AutoMerge: Search-Based Model Merging Framework for Effective Model Reuse

Abstract

Software reuse has long been recognized as a critical and widely studied topic in software engineering, offering substantial benefits in reducing development costs, improving software quality, and enhancing operational efficiency. This paradigm extends into deep learning through model reuse. Recently, model merging has emerged in the domain of large language models (LLMs) as a training-free approach that takes multiple task-specific models with the same architecture as source models, and merges them without retraining, enhancing model reuse within LLMs. However, no prior work has systematically investigated whether such an approach can be effectively applied to other deep learning models with different architectures across domains.

To bridge this gap, we present the first systematic study that evaluates five model merging techniques on three distinct model architectures across three domains, i.e. LLMs, image classification, and autonomous driving. Our findings reveal that directly applying existing model merging techniques leads to highly inconsistent results and falls notably short of their success within LLMs. Moreover, a single model merging technique often fails to handle the heterogeneous structural properties within a model, limiting its applicability on different model architectures across domains. Furthermore, the effectiveness of model merging techniques is highly sensitive to hyperparameter configurations, thereby constraining their potential for broader adoption.

Inspired by these insights, we propose AutoMerge, a novel search-based model merging framework that first segments complex models into multiple heterogeneous blocks and then systematically explores the merging space to identify the the merging technique and its hyperparameter configuration for each block by Bayesian optimization, producing an out-performing multi-task merged model from multiple source models trained on different tasks.
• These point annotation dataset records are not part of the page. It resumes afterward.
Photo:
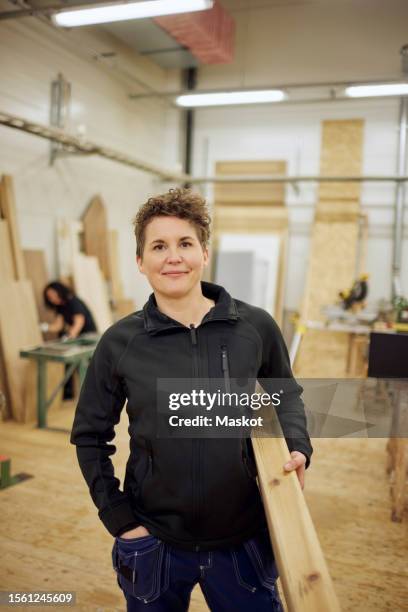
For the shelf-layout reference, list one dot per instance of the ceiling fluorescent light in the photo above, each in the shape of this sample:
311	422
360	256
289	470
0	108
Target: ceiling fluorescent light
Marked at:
107	13
231	97
368	91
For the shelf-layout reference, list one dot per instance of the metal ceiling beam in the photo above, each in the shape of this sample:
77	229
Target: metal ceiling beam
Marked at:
74	144
286	86
45	11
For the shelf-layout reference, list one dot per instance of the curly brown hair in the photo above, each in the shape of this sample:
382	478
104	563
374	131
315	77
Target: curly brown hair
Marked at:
181	203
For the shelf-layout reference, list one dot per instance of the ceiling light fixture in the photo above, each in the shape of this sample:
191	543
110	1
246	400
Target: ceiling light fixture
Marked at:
230	97
384	89
107	13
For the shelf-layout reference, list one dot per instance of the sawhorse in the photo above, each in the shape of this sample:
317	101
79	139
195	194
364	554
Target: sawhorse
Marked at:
74	353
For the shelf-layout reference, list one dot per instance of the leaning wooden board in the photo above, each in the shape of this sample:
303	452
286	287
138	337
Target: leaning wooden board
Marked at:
19	329
6	256
256	220
91	287
96	235
37	273
8	212
303	571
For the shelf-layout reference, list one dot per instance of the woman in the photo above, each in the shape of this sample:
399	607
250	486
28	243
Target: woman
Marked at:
73	318
190	511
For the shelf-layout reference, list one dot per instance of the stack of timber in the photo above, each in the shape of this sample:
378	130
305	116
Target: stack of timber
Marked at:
103	243
334	250
19	317
253	208
88	254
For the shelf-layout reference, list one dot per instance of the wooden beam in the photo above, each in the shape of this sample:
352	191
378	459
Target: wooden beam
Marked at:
303	571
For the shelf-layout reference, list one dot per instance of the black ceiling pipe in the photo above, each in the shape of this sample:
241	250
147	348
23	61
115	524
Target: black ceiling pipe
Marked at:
189	81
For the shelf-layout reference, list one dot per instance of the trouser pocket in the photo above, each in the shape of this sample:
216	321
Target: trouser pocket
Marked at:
142	566
260	552
254	563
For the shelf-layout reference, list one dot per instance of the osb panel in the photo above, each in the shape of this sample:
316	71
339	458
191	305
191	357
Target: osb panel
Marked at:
334	249
250	194
341	155
331	266
322	354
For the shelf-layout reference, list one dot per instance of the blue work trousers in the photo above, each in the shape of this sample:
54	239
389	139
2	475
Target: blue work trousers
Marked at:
157	577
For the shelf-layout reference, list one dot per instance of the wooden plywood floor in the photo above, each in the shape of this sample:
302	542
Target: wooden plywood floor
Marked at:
52	539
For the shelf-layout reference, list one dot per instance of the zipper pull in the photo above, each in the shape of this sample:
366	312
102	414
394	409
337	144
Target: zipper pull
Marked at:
224	360
193	334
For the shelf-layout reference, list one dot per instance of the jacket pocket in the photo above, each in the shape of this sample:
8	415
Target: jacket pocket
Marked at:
142	567
247	460
140	482
225	368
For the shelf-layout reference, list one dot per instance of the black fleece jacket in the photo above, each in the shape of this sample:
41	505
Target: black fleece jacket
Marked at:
194	493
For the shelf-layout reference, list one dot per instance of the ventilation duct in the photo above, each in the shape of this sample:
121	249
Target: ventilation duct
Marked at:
209	35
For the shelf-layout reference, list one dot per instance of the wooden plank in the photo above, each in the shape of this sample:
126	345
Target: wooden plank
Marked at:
9	212
96	235
6	256
269	194
69	242
19	329
352	519
303	571
91	287
116	280
38	274
122	308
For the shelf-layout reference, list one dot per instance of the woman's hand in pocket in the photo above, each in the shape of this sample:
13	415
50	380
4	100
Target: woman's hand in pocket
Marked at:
137	532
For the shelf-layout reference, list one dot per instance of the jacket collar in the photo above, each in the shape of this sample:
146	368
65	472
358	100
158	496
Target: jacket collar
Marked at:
224	310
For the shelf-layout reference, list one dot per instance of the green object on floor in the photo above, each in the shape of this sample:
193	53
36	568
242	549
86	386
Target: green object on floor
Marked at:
6	479
75	353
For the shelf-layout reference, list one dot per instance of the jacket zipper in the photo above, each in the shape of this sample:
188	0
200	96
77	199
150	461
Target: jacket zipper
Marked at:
225	368
197	442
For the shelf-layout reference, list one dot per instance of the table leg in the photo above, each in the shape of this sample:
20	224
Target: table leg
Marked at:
41	393
82	368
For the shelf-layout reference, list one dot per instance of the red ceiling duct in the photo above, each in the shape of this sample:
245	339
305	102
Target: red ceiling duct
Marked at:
209	35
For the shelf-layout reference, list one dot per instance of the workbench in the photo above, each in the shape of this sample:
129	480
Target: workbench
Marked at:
75	354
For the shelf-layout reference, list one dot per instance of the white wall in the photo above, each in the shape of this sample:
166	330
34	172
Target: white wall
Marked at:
293	133
311	41
31	55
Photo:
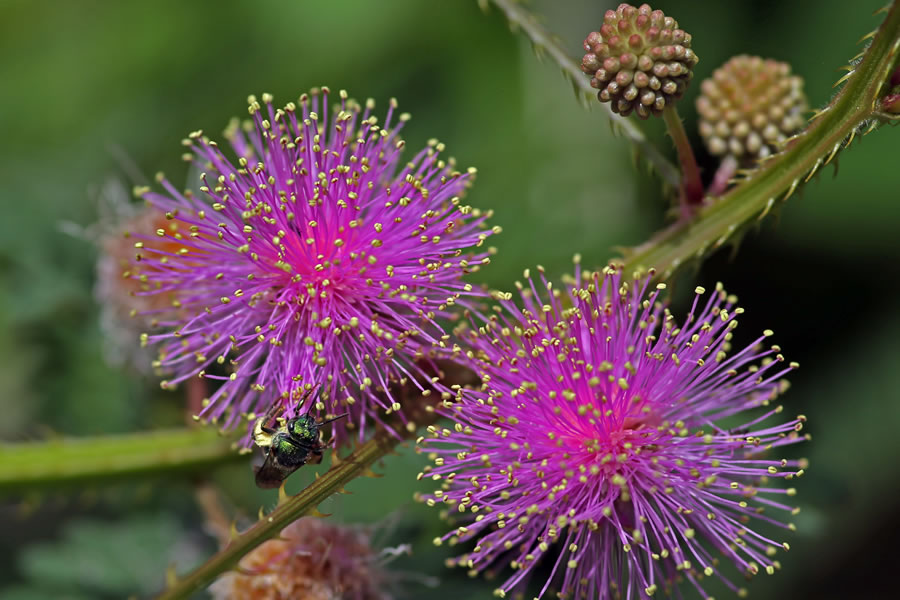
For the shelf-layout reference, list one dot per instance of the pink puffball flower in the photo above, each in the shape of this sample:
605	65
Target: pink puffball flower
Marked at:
624	450
314	259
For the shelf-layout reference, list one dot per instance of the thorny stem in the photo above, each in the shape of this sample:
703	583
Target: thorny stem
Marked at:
691	190
721	179
543	39
779	176
290	508
53	464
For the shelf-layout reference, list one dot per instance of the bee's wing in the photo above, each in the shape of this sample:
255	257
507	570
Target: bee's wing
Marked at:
271	473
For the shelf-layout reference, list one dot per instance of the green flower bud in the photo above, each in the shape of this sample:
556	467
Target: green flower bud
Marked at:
749	106
639	60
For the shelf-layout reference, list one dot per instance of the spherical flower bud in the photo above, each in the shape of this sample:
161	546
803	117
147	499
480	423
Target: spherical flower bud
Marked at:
639	60
626	449
749	107
316	258
313	560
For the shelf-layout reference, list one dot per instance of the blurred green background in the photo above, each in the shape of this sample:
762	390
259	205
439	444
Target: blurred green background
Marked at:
99	90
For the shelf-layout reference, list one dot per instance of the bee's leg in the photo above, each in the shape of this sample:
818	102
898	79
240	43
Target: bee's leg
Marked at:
315	456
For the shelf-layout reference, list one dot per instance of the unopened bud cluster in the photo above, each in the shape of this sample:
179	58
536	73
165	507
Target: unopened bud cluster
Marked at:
749	106
639	60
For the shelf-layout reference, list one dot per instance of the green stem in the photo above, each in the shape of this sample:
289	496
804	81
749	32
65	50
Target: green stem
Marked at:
520	17
691	192
289	509
51	464
777	179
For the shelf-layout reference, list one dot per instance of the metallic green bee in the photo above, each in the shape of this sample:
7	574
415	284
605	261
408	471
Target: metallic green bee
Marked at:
296	442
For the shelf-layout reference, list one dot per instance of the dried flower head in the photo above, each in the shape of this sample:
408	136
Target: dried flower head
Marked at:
316	258
614	440
639	60
312	560
749	107
121	313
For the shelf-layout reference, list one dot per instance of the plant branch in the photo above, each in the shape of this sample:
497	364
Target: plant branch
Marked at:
518	16
774	181
290	508
691	189
51	464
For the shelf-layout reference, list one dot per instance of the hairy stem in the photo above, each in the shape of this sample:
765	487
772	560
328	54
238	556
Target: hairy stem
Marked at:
691	190
289	509
777	178
519	16
52	464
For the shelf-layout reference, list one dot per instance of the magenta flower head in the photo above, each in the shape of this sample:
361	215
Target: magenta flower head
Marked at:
314	259
598	441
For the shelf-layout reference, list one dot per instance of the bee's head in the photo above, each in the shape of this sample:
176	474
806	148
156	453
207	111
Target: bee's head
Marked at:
304	428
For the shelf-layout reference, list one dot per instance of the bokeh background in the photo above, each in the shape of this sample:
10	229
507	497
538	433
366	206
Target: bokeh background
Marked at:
96	91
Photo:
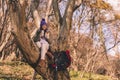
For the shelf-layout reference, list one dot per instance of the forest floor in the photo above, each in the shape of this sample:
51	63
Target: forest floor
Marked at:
22	71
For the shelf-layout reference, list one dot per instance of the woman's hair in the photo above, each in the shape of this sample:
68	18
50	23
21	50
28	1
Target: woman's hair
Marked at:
43	22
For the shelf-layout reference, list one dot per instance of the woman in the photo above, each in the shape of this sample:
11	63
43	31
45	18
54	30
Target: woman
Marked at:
43	41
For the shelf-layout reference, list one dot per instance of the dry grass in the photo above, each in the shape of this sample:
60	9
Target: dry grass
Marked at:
22	71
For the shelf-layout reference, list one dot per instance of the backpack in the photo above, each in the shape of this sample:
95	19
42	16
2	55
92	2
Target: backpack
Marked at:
62	60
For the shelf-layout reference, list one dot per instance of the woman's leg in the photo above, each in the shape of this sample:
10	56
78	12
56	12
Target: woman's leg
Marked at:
44	49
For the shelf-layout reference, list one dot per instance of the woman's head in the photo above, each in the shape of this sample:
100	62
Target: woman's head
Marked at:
43	24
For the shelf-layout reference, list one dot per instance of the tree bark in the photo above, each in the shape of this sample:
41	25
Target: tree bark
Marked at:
23	39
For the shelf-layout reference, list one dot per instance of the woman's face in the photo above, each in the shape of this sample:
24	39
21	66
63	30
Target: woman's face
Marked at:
44	27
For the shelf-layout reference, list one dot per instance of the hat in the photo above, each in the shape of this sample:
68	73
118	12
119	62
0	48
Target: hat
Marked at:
43	22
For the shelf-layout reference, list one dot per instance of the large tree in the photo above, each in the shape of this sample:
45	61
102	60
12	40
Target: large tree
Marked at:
23	37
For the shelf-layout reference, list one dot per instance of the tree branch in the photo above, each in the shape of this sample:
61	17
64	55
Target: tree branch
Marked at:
77	4
57	11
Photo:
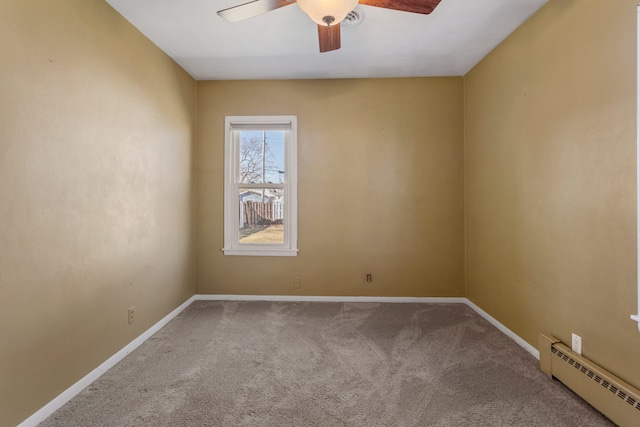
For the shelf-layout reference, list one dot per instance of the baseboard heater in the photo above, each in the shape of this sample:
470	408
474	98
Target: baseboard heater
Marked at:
617	400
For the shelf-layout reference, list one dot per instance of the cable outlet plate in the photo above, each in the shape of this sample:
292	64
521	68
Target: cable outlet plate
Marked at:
576	343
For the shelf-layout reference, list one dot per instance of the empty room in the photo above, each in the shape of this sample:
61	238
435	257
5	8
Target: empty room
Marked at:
414	213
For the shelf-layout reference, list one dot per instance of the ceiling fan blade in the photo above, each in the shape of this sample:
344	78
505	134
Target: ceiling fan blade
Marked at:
329	37
416	6
251	9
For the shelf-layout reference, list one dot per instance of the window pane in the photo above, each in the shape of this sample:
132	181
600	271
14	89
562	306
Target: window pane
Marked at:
261	157
261	215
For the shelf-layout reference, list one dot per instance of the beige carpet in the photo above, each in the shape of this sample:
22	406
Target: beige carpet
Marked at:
327	364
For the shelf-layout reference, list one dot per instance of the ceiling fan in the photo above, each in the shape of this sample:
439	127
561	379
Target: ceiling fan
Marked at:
326	13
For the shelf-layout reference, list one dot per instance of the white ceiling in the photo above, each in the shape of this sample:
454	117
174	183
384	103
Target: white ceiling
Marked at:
283	44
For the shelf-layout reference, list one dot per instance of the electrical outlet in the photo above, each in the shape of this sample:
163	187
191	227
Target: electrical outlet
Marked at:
576	343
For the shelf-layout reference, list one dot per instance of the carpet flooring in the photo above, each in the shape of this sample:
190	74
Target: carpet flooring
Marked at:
326	364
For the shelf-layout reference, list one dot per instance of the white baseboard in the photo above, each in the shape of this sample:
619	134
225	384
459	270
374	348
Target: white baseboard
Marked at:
302	298
76	388
508	332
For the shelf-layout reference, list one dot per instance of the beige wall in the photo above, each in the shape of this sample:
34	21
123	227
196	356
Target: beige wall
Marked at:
379	187
550	180
96	135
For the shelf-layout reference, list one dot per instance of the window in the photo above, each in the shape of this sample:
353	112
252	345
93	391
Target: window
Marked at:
260	209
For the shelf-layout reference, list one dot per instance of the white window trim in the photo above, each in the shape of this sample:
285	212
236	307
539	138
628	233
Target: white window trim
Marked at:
232	245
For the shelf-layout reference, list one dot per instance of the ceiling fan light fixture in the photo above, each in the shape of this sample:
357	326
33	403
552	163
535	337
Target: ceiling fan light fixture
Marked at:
327	12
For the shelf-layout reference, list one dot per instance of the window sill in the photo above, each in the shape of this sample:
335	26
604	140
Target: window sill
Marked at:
260	252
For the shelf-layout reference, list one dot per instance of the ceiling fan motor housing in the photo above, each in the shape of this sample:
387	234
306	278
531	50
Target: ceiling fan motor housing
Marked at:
327	12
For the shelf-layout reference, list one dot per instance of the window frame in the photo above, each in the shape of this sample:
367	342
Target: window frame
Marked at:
232	185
Our evaluation demonstrates that AutoMerge preserves at least 87.98 % of the source models' capabilities after merging, achieving a 31.76 % improvement over prior merging techniques. Besides, our segmentation strategy in AutoMerge improves merging effectiveness by 22.21 %, compared to whole-model hyperparameter search. Further, AutoMerge achieves a 35.66 % efficiency gain relative to retraining-based model reuse.

Prototype and Documents

MY ALT TEXT

Given Empirical's Insight-1, our goal is to build a model merging framework for effective model reuse of multiple task-specific models with the same architecture across different domains. Building on Insight-2, we propose to apply different merging techniques and hyperparameters to heterogeneous structural properties within complex models. For multiple models that share the same architecture but are trained on distinct tasks, we first partition the models into multiple functional blocks based on their intrinsic structural properties through a model segmentor. Inspired by Insight-3, we adopt a search-based merger, which integrates an extendable set of merging techniques and validation datasets of different tasks, to determine the optimal merging configuration for these blocks pairs. After merging, we obtain a new merged model that maximally preserves the capabilities of both source models and minimizes the preservation discrepancy across tasks. For the ease of presentation, hereafter we illustrate AutoMerge using the case of merging two task-specific models. The same principles, however, generalize naturally to the merging of more than two models.

We have implemented a prototype of Argus with 3,256 lines of Python code. The prototype of Argus and documents are available on GitHub.

Ablation Study

Figures presents the ablation results of efficiency on the InterFuser architecture in terms of peak GPU memory usage and the GPU utilization. AutoMerge has a higher time consumption than the w/o segmentor variant, taking approximately 2.14 more hours, on average, to complete the merging process. However, the GPU memory usage, and the GPU utilization fluctuations are similar between AutoMerge and the w/o segmentor variant, suggesting that the computational load on the GPU remains largely unchanged.